What France’s Ordeal Teaches the West
The technical sophistication of Russian campaigns is only increasing - AI-generated deepfakes, document forgeries, and global distribution networks are now standard. But France’s experience offers a crucial lesson: the fight against state-backed disinformation demands an integrated approach, blending technical vigilance, institutional innovation, and creative public engagement.

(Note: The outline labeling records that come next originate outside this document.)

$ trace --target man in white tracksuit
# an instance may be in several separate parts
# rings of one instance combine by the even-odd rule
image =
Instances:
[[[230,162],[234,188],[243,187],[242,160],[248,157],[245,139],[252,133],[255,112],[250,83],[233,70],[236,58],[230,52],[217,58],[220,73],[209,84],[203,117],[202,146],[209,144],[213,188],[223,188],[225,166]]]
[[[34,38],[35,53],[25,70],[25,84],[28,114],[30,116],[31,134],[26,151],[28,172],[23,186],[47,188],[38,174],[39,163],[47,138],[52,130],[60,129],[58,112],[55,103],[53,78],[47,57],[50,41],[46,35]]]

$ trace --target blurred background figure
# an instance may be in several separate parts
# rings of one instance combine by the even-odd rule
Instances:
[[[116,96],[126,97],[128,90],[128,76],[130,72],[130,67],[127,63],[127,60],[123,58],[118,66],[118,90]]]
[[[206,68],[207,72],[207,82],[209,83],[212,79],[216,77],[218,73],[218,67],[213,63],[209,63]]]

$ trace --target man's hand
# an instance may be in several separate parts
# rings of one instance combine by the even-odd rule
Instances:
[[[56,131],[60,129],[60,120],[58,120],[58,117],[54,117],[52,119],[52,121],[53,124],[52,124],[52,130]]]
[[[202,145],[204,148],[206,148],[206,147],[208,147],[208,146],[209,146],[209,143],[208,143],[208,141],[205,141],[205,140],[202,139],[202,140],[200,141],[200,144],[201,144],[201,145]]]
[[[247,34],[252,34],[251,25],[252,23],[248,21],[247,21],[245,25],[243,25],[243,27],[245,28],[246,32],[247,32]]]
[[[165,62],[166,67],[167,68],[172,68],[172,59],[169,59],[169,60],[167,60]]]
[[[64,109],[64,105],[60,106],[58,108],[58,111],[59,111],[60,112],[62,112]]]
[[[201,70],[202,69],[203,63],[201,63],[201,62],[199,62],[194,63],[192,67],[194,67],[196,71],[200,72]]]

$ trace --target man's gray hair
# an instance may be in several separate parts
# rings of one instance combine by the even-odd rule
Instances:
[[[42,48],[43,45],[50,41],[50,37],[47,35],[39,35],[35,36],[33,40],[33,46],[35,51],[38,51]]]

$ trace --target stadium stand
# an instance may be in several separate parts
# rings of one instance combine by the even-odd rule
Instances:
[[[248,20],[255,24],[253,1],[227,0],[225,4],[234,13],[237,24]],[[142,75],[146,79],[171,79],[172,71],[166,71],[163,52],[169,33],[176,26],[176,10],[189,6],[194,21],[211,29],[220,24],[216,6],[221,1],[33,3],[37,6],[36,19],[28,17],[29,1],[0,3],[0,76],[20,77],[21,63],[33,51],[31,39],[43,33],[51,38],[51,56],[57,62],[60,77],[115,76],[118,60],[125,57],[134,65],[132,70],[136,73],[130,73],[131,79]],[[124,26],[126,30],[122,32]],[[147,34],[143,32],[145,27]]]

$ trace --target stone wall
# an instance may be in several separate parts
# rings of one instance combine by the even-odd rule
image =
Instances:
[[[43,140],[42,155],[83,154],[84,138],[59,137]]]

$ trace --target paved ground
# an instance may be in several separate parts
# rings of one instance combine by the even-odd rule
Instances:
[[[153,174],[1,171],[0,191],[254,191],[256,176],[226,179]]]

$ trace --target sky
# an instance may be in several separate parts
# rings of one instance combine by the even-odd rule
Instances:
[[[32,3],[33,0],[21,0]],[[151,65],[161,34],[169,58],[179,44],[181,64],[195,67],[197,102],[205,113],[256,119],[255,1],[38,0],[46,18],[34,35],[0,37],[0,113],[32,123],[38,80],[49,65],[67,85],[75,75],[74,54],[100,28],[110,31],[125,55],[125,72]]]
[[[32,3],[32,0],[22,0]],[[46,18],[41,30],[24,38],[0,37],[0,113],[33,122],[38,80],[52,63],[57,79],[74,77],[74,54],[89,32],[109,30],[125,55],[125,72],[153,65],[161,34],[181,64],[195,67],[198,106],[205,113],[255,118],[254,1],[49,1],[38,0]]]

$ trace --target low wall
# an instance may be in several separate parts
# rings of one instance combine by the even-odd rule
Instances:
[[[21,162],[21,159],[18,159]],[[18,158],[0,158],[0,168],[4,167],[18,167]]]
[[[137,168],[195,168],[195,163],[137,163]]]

As digital deception races ahead, France’s experiment may be the blueprint democracies need to survive the next wave.
WIKICROOK
- Deepfake: A deepfake is AI-generated media that imitates real people’s appearance or voice, often used to deceive by creating convincing fake videos or audio.
- Coordinated Inauthentic Behavior: Coordinated inauthentic behavior involves groups using fake accounts or automation to mislead, manipulate, or influence online audiences for deceptive purposes.
- Viginum: Viginum is France’s agency for detecting and countering foreign digital influence, focusing on disinformation and manipulation threats targeting the country.
- Amplification Network: An amplification network is a group of fake or automated accounts used to artificially boost the spread and visibility of specific online messages or narratives.
- Disinformation Campaign: A disinformation campaign is a coordinated effort to spread false or misleading information to influence public opinion or disrupt democratic processes.